Cover crops that farmers grow on acres that were prevented from planting this year due to weather also qualify for payments.
USDA announced MFP payments will also be made to producers of almonds, cranberries, cultivated ginseng, fresh grapes, fresh sweet cherries, hazelnuts, macadamia nuts, pecans, pistachios and walnuts. Each specialty crop will receive a payment based on 2019 acres of fruit or nut bearing plants, or in the case of ginseng, based on harvested acres in 2019.
According to USDA, “MFP payments are limited to a combined $250,000 for non-specialty crops per person or legal entity. MFP payments are also limited to a combined $250,000 for dairy and hog producers and a combined $250,000 for specialty crop producers. However, no applicant can receive more than $500,000.”
Additional information on MFP and county payment rates can be found at www.farners.gov/mfp.
For the Food Purchase and Distribution Program, USDA’s Agricultural Marketing Service will be purchasing up to $1.4 billion in surplus commodities (fruits, vegetables, some processed foods, beef, pork, lamb, poultry and milk) affected by trade retaliation.

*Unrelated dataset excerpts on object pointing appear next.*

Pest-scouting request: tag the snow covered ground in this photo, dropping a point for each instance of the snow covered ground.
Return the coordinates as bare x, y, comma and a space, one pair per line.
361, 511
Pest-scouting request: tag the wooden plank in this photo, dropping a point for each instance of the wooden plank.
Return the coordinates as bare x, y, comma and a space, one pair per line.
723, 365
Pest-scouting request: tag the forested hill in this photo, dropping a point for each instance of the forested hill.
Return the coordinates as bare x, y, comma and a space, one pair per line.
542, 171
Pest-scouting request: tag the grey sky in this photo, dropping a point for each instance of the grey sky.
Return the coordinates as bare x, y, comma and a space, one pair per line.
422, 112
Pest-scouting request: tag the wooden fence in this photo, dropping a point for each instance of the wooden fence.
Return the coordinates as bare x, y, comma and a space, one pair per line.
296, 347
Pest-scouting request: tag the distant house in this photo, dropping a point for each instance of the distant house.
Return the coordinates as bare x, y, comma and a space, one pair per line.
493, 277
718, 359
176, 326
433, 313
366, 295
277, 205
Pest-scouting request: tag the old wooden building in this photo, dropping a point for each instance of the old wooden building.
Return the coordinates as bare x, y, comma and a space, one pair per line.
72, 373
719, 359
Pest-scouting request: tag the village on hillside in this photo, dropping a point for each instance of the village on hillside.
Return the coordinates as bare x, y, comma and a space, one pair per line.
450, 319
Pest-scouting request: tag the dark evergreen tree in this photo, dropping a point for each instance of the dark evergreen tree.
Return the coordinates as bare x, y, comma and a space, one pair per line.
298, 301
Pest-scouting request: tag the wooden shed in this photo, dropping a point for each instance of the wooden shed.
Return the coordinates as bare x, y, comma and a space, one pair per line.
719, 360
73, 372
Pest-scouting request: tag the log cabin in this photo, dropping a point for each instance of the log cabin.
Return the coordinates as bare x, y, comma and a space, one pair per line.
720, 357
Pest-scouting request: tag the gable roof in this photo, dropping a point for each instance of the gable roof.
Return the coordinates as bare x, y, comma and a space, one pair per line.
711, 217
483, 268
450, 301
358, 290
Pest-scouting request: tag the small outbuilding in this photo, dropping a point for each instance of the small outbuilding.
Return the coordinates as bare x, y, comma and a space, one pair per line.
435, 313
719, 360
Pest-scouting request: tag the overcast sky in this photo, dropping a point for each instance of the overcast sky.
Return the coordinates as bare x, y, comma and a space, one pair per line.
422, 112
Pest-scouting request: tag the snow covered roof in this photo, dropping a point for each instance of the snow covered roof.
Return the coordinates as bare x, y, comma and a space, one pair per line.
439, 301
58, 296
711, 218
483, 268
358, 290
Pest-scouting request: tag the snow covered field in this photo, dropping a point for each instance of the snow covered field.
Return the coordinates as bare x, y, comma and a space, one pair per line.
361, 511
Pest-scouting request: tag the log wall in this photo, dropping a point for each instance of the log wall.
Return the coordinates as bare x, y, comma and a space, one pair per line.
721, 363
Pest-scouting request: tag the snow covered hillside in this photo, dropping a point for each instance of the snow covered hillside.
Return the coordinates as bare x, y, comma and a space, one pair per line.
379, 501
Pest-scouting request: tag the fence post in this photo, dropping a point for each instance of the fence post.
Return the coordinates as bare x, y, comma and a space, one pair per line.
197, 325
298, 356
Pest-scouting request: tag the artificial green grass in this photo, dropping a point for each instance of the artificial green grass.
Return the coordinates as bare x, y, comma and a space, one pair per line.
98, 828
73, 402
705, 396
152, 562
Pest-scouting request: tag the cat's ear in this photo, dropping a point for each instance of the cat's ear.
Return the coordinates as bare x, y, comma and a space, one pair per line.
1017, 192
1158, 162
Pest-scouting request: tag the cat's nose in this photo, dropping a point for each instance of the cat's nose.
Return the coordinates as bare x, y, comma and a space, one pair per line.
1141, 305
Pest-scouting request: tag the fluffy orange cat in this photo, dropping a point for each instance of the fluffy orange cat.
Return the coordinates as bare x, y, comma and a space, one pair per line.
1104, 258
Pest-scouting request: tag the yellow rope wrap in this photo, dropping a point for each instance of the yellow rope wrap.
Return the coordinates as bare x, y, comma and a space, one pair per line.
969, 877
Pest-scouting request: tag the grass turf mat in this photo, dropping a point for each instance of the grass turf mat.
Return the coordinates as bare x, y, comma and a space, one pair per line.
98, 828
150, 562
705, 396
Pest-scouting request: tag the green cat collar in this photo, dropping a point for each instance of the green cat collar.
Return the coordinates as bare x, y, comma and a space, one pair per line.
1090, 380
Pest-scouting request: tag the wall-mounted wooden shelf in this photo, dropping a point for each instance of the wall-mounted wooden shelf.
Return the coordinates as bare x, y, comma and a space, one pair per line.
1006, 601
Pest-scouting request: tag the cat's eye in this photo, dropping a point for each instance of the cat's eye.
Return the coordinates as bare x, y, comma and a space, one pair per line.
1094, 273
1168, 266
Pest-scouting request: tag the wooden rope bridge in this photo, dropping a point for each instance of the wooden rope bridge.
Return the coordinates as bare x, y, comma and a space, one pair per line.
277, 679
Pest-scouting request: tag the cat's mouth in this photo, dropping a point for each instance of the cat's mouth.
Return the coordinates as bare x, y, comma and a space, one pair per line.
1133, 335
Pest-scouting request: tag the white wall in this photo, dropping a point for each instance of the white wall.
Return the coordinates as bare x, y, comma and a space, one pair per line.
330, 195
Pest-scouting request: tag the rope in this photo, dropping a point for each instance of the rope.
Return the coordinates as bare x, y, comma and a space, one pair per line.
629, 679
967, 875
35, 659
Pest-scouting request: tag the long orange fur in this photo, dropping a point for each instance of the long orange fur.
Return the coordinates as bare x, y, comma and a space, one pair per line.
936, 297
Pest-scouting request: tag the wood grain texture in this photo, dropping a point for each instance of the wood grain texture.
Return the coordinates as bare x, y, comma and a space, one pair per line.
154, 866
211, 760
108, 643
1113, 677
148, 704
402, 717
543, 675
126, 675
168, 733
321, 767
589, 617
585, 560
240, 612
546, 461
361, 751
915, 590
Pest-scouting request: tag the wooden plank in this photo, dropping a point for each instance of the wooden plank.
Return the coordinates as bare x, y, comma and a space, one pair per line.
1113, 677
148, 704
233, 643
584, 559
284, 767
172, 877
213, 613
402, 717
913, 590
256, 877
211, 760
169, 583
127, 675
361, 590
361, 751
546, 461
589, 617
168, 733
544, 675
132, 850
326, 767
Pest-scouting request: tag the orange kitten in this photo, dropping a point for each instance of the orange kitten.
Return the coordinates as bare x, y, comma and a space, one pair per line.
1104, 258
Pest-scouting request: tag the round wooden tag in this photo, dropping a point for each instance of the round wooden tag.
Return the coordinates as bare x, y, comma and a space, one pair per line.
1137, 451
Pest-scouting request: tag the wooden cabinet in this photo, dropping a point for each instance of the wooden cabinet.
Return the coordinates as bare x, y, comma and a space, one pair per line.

AMS is expected to purchase $208 million in pork, $151 million in beef, $17 million in lamb, $432 million in poultry and $68 million in dairy. The products will be distributed to states for food banks, food pantries, elderly feeding programs and tribes.
The Agricultural Trade Promotion Program will provide $100 million to 48 cooperator groups to help find new export opportunities for farmers and ranchers.
The top ATP funding recipients were the American Soybean Association ($12.75 million), U.S. Meat Export Federation ($10 million), US Grains Council ($6.88 million), Food Export USA Northeast ($6.8 million), Food Export Association of the Midwest USA ($6.65 million) and Wine Institute ($6.2 million).
Budget and debt ceiling agreement
The White House and Congressional leaders reached a two-year budget agreement that also suspends the debt ceiling until July 31, 2021 and increase both defense and non-defense spending. This will enable Congress to finish the appropriations bills for FY ’20.
Under the agreement, defense spending would be $738 billion in FY ’20 and $740 billion in FY ’21. Nondefense spending would be $632 billion for FY ‘20 and $634.5 billion for FY 21. Defense spending for FY ’19 is $716 billion and $620 billion for non-defense spending.